Politicians believe that the profit motive makes comms businesses too eager to protect customer privacy.

Some spy bosses have complained that encryption is interfering with their ability to protect the public, and that comms providers have gone too far by actively ‘marketing’ the privacy features of products and services. It does not seem to occur to them that such marketing only works if there is already widespread demand for privacy. In this report, the politicians side with the spooks and against business. By so doing, they are also siding against the customers of these businesses, although they are too coy to say so.

As a result of the Snowden allegations, technology companies have improved privacy protections and strengthened the encryption offered to their customers. The extent to which a Communications Service Provider (CSP) can assure their users that their communications cannot be read by the intelligence Agencies has become a part of their marketing strategy.
…However, while CSPs may be primarily concerned about commercial advantage, the growing use of encryption also raises moral and ethical issues. The effect of increased privacy controls has been to place some of the communications of their users beyond the reach of law enforcement and intelligence officers and even, in some cases, beyond the reach of the law courts: should CSPs be providing an opportunity for terrorists and others who wish to do us harm to communicate without inhibition?

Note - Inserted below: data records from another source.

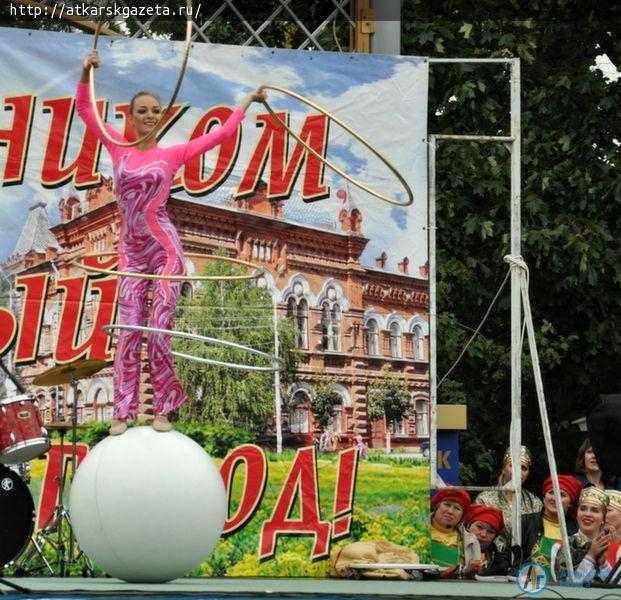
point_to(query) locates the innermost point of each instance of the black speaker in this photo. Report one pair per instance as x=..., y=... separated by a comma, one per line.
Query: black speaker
x=604, y=427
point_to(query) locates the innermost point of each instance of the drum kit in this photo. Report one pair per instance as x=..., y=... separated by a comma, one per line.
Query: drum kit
x=22, y=439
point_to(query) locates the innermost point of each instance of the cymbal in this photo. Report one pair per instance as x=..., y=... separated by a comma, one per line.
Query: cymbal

Comms providers outside the UK are subject to special criticism:

…overseas CSPs generally do not comply with UK interception warrants (although recent legislation – the Data Retention and Investigatory Powers Act, passed in 2014 – compels CSPs to comply, the Government has not, as yet, sought to enforce compliance). This is having a significant impact on the Agencies’ ability to use this capability. As our introduction to this Report has outlined, protection of their users’ privacy is increasingly a market differentiator for technology companies and therefore (generally) they are not willing to cooperate with UK intelligence Agencies.

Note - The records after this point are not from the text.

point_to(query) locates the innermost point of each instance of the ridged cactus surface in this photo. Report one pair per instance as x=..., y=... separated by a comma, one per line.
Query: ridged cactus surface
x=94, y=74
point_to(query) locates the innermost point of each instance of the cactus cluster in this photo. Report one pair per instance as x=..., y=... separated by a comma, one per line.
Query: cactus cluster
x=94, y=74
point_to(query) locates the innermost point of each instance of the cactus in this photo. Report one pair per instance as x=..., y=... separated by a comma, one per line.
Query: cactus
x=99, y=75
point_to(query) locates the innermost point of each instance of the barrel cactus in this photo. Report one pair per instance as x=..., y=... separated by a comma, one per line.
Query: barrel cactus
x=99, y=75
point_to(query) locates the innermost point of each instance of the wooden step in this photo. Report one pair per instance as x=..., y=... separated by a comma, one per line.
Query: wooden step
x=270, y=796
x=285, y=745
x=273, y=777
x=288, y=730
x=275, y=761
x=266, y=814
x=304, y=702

Without Snowden’s leaks, this committee would never have written its report.

The leak by Edward Snowden of stolen intelligence material in June 2013 led to allegations regarding the UK Agencies’ use of intrusive capabilities – in particular those relating to GCHQ’s interception of internet communications. This Committee investigated the most serious of those allegations – that GCHQ were circumventing UK law – in July 2013. We concluded that that allegation was unfounded. However, we considered that a more in-depth Inquiry into the full range of the Agencies’ intrusive capabilities was required – not just in terms of how they are used and the scale of that use, but also the degree to which they intrude on privacy and the extent to which existing legislation adequately defines and constrains these capabilities.

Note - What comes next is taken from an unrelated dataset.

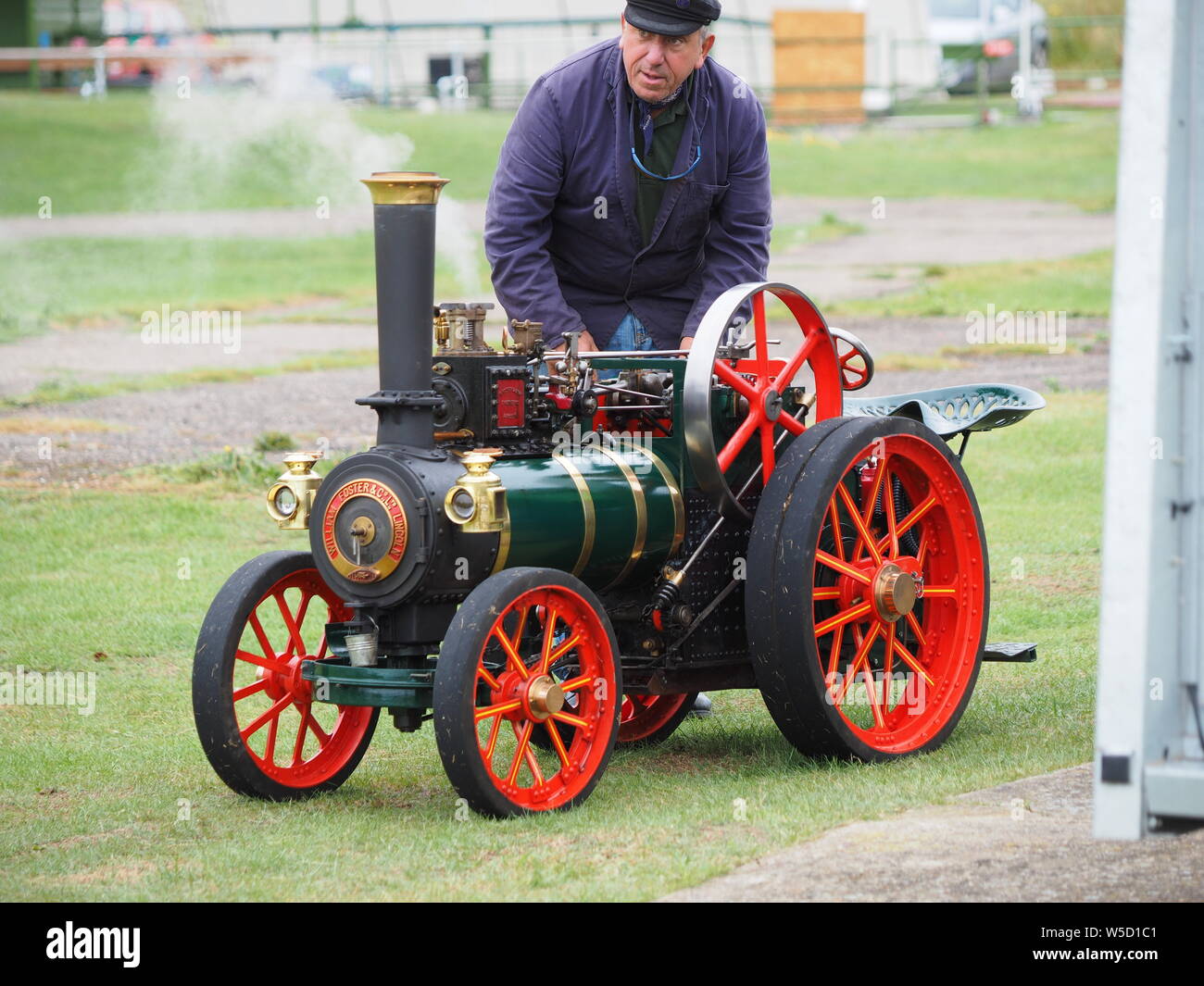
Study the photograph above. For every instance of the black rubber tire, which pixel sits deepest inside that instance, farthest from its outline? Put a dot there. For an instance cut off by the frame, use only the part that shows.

The committee usually prefers words that ‘transparently’ describe numbers, instead of just stating the numbers themselves.

… only a very tiny percentage (***%) of the communications that GCHQ collect are ever opened and read by an analyst.

The report is full of unnecessary redactions, putting ***’s in places where it is hard to imagine the risk to national security of simply stating the original number. If numbers like this really are ‘tiny’, or ‘small’, or ‘next to nothing’, then what conceivable danger is posed by letting us know the actual number? Or to put it another way: if we are allowed to know something is tiny, but it is dangerous to tell us the exact number, then why not compromise by stating a range within which the tiny number falls, so we can judge if it is tiny for ourselves?

The committee is so keen to reassure the public that they say facile things at times.

Our Inquiry has shown that the Agencies do not have the legal authority, the resources, the technical capability, or the desire to intercept every communication of British citizens, or of the internet as a whole: GCHQ are not reading the emails of everyone in the UK.

Well, obviously not. You hardly need a formal review by well-paid politicians to conclude that not every email is read by a government spook. I do not have time to read every email that winds up in my spam folder, so I would be surprised if taxpayer-funded spies had time for that. Even the East German Stasi, at the height of their powers, did not have the manpower to review every single communication between every single East German citizen, and they worked at a time before email and other internet messaging services prompted huge growth in the volume of communication. The real issue is not whether human beings are employed to read everything, but whether we are approaching a stage where machines might effectively review everything, picking out any and every message which might interest their human masters, and to do so according to arbitrary criteria.

I was also disappointed that the committee repeatedly chose to set low expectations. Security forces do not need to read every email to be reading far more than they should.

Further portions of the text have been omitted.